学部概要

統計データから学ぶ

データ分析から浮かび上がる事実を読み解く。

経済学部経済学科 3年次生柳川 鈴佳 柳川 鈴佳さん
トマ・ピケティの著書を研究するなかで、資本主義の限界を痛感しました。

高校生のころ、授業内で日本の空き家問題について研究する機会があり、地元の鳥取県にどれだけの空き家があるのかを調査したことがあります。国土交通省のホームページからデータを集めたところ、その数の多さはもちろん、放置による倒壊の危険性や、補修維持・解体するのに莫大な費用がかかることなど、政府の経済的介入がなければ解決できない現状を知って驚きました。そこから「経済」の重要性に目を向けるようになり、経済学部を志しました。

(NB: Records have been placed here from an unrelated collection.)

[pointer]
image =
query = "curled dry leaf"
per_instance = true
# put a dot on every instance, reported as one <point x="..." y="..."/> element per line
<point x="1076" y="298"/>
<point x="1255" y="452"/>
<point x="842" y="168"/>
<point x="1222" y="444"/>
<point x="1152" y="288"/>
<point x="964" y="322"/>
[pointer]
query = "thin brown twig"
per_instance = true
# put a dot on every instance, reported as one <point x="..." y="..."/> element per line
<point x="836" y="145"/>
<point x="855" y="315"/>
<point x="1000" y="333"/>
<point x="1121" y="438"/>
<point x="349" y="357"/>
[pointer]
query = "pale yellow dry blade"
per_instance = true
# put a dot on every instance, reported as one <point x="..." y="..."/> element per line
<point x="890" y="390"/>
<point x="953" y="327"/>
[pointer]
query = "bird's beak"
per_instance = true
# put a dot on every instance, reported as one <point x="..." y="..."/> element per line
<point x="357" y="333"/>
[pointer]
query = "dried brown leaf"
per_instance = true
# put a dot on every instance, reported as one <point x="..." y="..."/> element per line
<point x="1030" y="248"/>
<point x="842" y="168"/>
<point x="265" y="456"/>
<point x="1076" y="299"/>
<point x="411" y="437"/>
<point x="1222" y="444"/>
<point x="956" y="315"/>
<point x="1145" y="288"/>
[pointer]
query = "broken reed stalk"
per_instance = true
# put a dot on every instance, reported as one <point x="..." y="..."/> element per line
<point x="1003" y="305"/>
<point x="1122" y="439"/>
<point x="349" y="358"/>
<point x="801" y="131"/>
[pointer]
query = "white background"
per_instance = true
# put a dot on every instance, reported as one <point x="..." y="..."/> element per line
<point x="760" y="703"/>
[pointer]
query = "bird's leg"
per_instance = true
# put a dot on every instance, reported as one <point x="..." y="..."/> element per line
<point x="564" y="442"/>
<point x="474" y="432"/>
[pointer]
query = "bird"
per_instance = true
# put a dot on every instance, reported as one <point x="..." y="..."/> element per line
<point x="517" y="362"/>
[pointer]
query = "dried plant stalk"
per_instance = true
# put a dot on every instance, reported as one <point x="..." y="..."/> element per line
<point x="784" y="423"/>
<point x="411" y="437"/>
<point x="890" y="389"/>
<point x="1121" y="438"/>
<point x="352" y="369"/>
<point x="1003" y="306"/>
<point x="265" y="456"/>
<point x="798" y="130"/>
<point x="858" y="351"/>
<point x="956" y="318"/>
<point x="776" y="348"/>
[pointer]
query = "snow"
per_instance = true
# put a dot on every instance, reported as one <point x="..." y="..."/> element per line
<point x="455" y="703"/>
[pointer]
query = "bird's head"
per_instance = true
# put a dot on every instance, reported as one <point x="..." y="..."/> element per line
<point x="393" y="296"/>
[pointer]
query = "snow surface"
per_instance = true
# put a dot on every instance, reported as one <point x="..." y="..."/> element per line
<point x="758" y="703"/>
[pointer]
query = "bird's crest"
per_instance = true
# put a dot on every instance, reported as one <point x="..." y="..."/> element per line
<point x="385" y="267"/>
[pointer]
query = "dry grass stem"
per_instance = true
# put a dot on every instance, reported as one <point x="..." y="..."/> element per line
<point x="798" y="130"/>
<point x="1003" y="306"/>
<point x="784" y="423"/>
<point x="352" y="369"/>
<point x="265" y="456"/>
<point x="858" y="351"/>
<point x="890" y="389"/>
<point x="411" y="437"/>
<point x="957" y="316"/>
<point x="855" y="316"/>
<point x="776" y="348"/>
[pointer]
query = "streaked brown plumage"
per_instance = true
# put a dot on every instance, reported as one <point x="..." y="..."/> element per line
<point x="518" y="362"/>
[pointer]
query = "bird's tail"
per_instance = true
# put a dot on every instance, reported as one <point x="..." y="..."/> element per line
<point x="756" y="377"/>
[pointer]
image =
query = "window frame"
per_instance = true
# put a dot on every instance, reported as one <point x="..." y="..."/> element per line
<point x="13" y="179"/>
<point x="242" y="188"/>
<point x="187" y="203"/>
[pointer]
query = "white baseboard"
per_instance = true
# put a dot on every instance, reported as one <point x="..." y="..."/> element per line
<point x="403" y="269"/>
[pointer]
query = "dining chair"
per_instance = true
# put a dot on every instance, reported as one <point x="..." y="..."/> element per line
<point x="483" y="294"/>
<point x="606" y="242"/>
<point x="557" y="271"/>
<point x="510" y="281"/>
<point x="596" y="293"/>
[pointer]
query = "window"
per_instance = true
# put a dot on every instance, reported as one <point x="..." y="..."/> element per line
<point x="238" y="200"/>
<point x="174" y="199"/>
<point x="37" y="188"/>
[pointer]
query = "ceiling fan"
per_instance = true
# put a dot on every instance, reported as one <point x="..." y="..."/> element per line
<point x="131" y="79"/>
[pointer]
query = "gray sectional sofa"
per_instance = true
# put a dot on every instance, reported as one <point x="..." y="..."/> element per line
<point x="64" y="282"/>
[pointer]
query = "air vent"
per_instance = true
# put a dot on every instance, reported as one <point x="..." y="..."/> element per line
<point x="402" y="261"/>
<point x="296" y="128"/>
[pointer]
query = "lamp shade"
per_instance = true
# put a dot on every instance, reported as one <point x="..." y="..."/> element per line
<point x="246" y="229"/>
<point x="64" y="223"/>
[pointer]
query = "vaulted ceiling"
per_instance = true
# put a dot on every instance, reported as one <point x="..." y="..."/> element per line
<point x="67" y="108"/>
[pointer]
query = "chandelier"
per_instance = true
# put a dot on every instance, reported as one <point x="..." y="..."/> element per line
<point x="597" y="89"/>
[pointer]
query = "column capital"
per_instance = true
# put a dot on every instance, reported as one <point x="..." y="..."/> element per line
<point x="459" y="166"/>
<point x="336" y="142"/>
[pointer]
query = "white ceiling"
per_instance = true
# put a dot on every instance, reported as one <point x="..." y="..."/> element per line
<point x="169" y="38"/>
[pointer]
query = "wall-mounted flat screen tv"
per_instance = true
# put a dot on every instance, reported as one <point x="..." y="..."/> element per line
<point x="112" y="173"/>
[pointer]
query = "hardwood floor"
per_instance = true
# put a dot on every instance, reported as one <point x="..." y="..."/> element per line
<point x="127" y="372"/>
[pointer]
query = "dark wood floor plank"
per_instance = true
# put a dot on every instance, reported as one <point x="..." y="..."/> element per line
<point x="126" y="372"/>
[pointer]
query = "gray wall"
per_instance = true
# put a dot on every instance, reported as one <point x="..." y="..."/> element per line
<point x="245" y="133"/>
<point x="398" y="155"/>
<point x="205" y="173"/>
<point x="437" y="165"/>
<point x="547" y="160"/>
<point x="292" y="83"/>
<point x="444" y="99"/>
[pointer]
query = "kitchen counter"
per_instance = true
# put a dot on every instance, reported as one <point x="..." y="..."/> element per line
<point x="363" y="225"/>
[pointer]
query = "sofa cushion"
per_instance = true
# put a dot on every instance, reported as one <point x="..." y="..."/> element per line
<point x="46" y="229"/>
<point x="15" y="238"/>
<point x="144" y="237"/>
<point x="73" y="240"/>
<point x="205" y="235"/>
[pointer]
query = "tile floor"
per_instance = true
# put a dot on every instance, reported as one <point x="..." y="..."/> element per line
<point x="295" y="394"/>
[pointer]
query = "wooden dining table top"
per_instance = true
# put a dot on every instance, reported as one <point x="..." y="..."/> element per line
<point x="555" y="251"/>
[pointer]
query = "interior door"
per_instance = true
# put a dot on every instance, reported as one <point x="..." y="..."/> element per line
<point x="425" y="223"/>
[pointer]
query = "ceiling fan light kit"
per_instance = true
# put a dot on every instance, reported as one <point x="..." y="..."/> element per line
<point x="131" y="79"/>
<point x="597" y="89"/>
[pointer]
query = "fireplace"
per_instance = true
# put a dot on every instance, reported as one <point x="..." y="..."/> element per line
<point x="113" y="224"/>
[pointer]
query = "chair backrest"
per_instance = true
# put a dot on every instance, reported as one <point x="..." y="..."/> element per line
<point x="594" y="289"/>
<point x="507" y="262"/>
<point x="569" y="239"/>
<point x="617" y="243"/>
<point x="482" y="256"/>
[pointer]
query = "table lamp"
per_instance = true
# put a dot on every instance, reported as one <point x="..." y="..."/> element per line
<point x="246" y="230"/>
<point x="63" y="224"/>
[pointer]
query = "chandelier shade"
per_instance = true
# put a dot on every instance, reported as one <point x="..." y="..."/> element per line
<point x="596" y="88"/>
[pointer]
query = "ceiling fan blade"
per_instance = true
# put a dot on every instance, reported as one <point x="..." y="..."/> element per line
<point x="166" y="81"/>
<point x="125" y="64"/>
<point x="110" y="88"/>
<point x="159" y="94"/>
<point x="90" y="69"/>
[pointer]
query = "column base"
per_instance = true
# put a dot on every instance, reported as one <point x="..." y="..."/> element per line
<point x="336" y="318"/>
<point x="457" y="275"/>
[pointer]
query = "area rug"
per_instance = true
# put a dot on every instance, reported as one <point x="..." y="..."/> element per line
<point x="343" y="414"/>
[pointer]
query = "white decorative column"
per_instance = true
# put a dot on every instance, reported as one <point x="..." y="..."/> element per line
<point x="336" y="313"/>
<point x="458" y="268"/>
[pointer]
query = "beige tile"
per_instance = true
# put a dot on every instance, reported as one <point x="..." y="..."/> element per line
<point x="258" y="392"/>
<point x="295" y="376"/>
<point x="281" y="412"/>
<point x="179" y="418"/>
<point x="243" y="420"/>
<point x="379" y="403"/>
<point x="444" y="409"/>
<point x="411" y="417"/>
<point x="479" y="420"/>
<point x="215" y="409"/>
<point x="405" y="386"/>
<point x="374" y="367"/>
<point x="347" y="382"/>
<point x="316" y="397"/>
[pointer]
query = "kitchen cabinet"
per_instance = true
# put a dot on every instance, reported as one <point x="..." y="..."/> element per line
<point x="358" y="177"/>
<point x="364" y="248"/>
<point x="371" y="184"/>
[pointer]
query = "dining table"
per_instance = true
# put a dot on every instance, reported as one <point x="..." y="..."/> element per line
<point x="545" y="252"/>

1年次の「経済学ワークショップⅡ」は、統計に興味をもつきっかけになった授業です。国内総生産(GDP)や失業率など政府が公開しているデータベースを情報源として、自分が好きなテーマで分析を行います。日本人の平均年収を調べた際は、一部の高所得世帯が平均値を著しく引き上げており、さらに正規社員と非正規社員との間で大きな収入格差があることに衝撃を受けました。統計データの分析から浮かび上がる事実が興味深く、その面白さにより一層のめり込むようになったことを覚えています。

2年次からは統計・情報処理専修に進み、片山ゼミに所属。前述の経験から、ゼミではトマ・ピケティの著書「21世紀の資本」を研究するグループに入り、その内容をみんなとディスカッションしながらまとめて発表しました。トマ・ピケティは18世紀にまでさかのぼって20カ国以上の税務データを集め、貧富の差の拡大や、一部の超富裕層に対する富の集中、現状のままでは格差の是正が難しいことなどを実証しています。この本の研究を通して、「資本主義の限界」を知るとともに、私たち一人ひとりが社会の仕組みや経済体制の在り方を考え直していく必要性を感じました。

私が片山ゼミを選んだ理由の一つに、先生が統計・情報処理だけではなく、マーケティング分野にも精通していることがあげられます。普段、スマートフォンでネットサーフィンをしているときに、自分が興味のある分野の広告がバナー広告として出てきたり、一度訪れたホームページの広告がページ移動した後も追いかけて表示されたりと、その仕組みに以前から関心がありました。そこで、卒業研究ではディスプレイネットワークなどのインターネット広告がマーケティングにどのような影響を与えているのかを、先生に助言を求めながら考察していく予定です。これまで培ってきた統計分析のスキルを駆使し、実りある研究にしたいと考えています。

KEYWORD
トマ・ピケティ

経済的不平等の専門家であり、富の分配を唱えた著書「21世紀の資本」が近年話題となったフランスの経済学者。この本でトマ・ピケティは、経済成長率が今後は世界的に低下していくと予想しています。長期的な視点から、資本の蓄積と経済成長率がどのような格差を生み出すのか、過去から現代までの経済事象を踏まえながら議論を展開しています。

私を伸ばす3つの講義
  • 計量経済学入門

    図やグラフを描いたり、簡単な計算を行ったりしながら、統計の基礎となる計量経済を学びます。毎回の授業で小テストがあるので、自分の理解度を把握しながら着実に知識が身につきました。

  • 経済情報処理論

    パソコンを用いながら、相関分析や回帰分析といったデータ分析手法について学びます。元々私はエクセルが苦手だったのですが、この授業を通して操作スキルが向上し、弱点を克服することができました。

  • 経済情報処理演習

    経済情報処理論からさらに発展させた内容の授業です。コンビニの売り上げといった既存データを題材に、その特徴をつかみ、自分なりの解釈を加えて統計処理する方法を実践的に学べます。